Der LLM- und Retrieval-Stack schliesslich, unter den Einschränkungen des DSG: eine Instanz, deren Bearbeitungsort bekannt ist und die ihre Modelle nicht auf den Eingaben trainiert, sobald ein Personendatum im Korpus liegt.

Quellen

  • IIBA, A Guide to the Business Analysis Body of Knowledge (BABOK Guide) v3, §10.18 Document Analysis: die Definition, die drei Verwendungen, die vier Beurteilungskriterien, die Datenklassen und Datencluster, die Analysetabelle und die Grenzen der Technik.
  • Glenn A. Bowen, Document Analysis as a Qualitative Research Method, Qualitative Research Journal, 9(2), 2009: die methodische Referenzdarstellung, die Natur der Dokumente, das Vorgehen und die Rolle der Triangulation.
  • John Scott, A Matter of Record: Documentary Sources in Social Research, Polity Press, 1990: das Beurteilungsraster für eine dokumentarische Quelle (Authentizität, Glaubwürdigkeit, Repräsentativität, Bedeutung), aus dem das Kriterium der Repräsentativität stammt.
  • ISO 15489-1:2016, Information und Dokumentation, Schriftgutverwaltung, Teil 1: Konzepte und Grundsätze: das Schriftgut als Nachweis und die Metadaten, die eine Quelle beurteilbar machen.
  • Verordnung 1 zum Arbeitsgesetz (ArGV 1), SR 822.111, Art. 73 und 73a: die Aufbewahrung der Verzeichnisse während mindestens fünf Jahren und die vier kumulativen Bedingungen für den Verzicht auf die Arbeitszeiterfassung, darunter der an den Höchstbetrag des versicherten Verdiensts nach dem UVG gekoppelte Lohnschwellenwert.
  • Obligationenrecht (OR), SR 220, Art. 958f: die Aufbewahrung der Geschäftsbücher und der Buchungsbelege während zehn Jahren ab dem Ablauf des Geschäftsjahres.

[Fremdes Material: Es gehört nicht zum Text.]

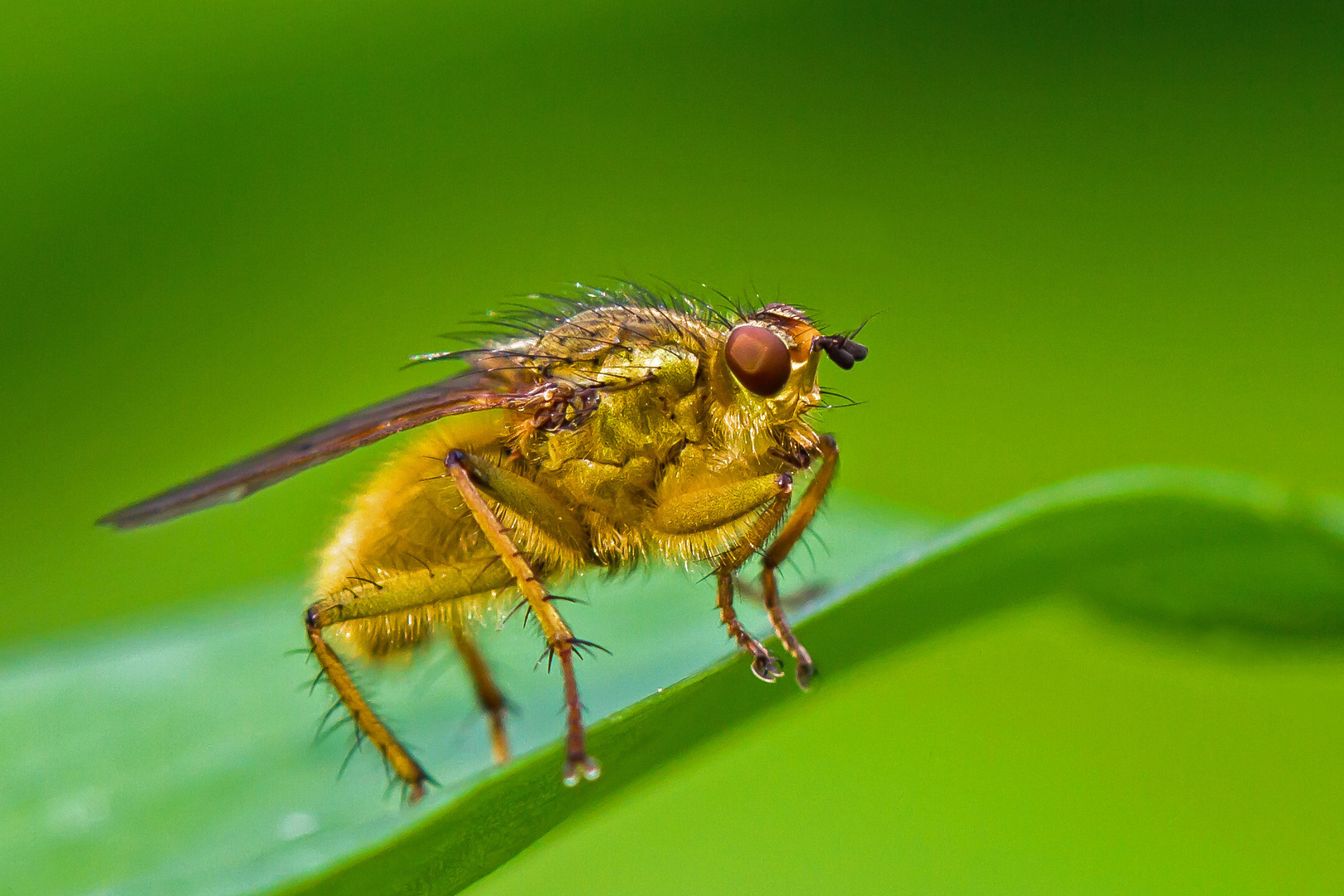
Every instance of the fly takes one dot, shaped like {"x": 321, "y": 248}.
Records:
{"x": 604, "y": 430}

  • Bundesgesetz über den Datenschutz (DSG), SR 235.1, in Kraft seit dem 1. September 2023: der Rahmen für die Bearbeitung der Personendaten im analysierten Korpus.
  • EDÖB, Künstliche Intelligenz und Datenschutz: das DSG ist technologieneutral und gilt unmittelbar auch für Bearbeitungen mittels künstlicher Intelligenz.
  • Swissdec, einheitliches Lohnmeldeverfahren (ELM): der zertifizierte Schweizer Standard für die elektronische Übermittlung der Lohndaten an Ausgleichskassen und Versicherungen.
  • HERMES 2022, Referenzhandbuch Projektmanagement, Schweizerische Eidgenossenschaft, Bundeskanzlei, §5.3 Erläuterung der Aufgabenbeschreibung: die feste Struktur jeder Aufgabenbeschreibung und die Rubrik Grundlagen, die, wo sie ausgefüllt ist, die als Eingabe der Aufgabe benötigten Ergebnisse aufführt.
  • ABPMP, Guide to the Business Process Management Common Body of Knowledge (BPM CBOK), §4.6 Gathering Information: Transaktions- und Auditprotokolle unter der schriftlichen Dokumentation, die zu einem Prozess zusammenzutragen ist, sowie die Auditberichte, welche die Kontrollpunkte der Organisation benennen.
  • ABPMP, Guide to the Business Process Management Common Body of Knowledge (BPM CBOK), §4.6.2 Analyzing Information Systems (Systems Documentation and Suitability for Use): die Anweisung, das bestehende System nicht für die beste Lösung zu halten, und die zwei Signale, die sie begründen, das als Hindernis empfundene System und die manuellen Behelfslösungen, die seine Mängel ausgleichen.